Lake Manyara es el telón de apertura: un parque compacto que rinde muy por encima de su tamaño. El lago alcalino atrae grandes bandadas de flamencos en temporada, y el bosque anegado de caobas en la orilla norte alberga leones trepadores, una de las rarezas que hace que Manyara sea memorable cuando el resto del circuito norte ya se ha desdibujado en la memoria. El día dos termina aquí.
Ngorongoro se lleva dos días completos (el tres y el cuatro), y se los merece. La mayor caldera intacta del mundo es un ecosistema autónomo: rinoceronte negro, león, elefante, pozas de hipopótamos y la mayor concentración de hienas manchadas de África, todo comprimido en un cuenco de 19 kilómetros con paredes que se ven desde el fondo. Un día completo se dedica al descenso al cráter; el otro puede dedicarse a explorar el borde, visitar el Museo de la Garganta de Olduvai y los yacimientos paleontológicos, o caminar con los masái. Elige tu paquete y el estilo de alojamiento en el borde se ajustará a tu nivel.
El día cinco cambia el ritmo: un trayecto largo pero gratificante hacia el oeste y el norte, hasta el Serengeti, llegando al sector central de Seronera, con su río permanente, su denso paisaje de kopjes y sus concentraciones de grandes felinos presentes todo el año. Dos noches aquí (días cinco y seis) anclan el itinerario. Seronera es la zona de observación de fauna más fiablemente productiva de África; las manadas de leones residentes, las familias de guepardos y los leopardos del bosque de ribera hacen que cueste terminar cada safari.

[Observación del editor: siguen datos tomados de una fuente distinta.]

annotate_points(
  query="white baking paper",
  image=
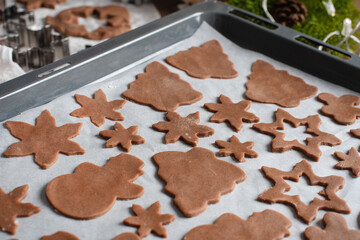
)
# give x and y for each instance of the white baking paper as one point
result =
(242, 201)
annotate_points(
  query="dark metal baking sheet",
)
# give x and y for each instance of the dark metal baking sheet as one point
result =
(49, 82)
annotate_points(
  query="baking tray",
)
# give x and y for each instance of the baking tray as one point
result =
(278, 42)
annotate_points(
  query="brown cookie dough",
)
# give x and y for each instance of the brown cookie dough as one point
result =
(35, 4)
(44, 140)
(123, 137)
(161, 89)
(236, 148)
(234, 113)
(98, 108)
(335, 228)
(117, 21)
(265, 225)
(307, 213)
(207, 61)
(196, 178)
(342, 109)
(349, 161)
(149, 220)
(186, 128)
(91, 191)
(127, 236)
(312, 148)
(11, 208)
(61, 236)
(268, 85)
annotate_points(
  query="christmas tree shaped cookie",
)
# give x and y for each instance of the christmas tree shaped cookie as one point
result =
(44, 140)
(11, 208)
(206, 61)
(196, 178)
(268, 85)
(91, 191)
(163, 90)
(265, 225)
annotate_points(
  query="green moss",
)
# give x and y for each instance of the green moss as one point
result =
(318, 23)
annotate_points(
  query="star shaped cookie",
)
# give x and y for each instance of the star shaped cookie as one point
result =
(186, 128)
(307, 213)
(234, 113)
(123, 137)
(98, 108)
(44, 140)
(236, 148)
(149, 220)
(312, 148)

Los días siete y ocho siguen a la migración. El Serengeti no es un único lugar: son cuatro ecosistemas distintos repartidos en 14.763 kilómetros cuadrados, y la manada de 1,5 millones de ñus se desplaza entre ellos siguiendo un calendario anual. Tu guía rastrea dónde está la concentración principal durante tus fechas de viaje y traslada el campamento en consecuencia: sur (nacimientos, de diciembre a marzo), norte (cruces de ríos, de julio a octubre) u oeste (celo, en junio). El campamento exacto de la migración es, por tanto, estacional y se confirma más cerca de la salida: la ruta es fija, el alojamiento es flexible y la fauna es real.
El día nueve es un último safari matutino antes de un vuelo panorámico en avioneta desde la pista remota de regreso a Arusha, la forma clásica de cerrar una estancia en el Serengeti, viendo desplegarse la llanura dorada bajo tus pies antes de que la ciudad vuelva a aparecer.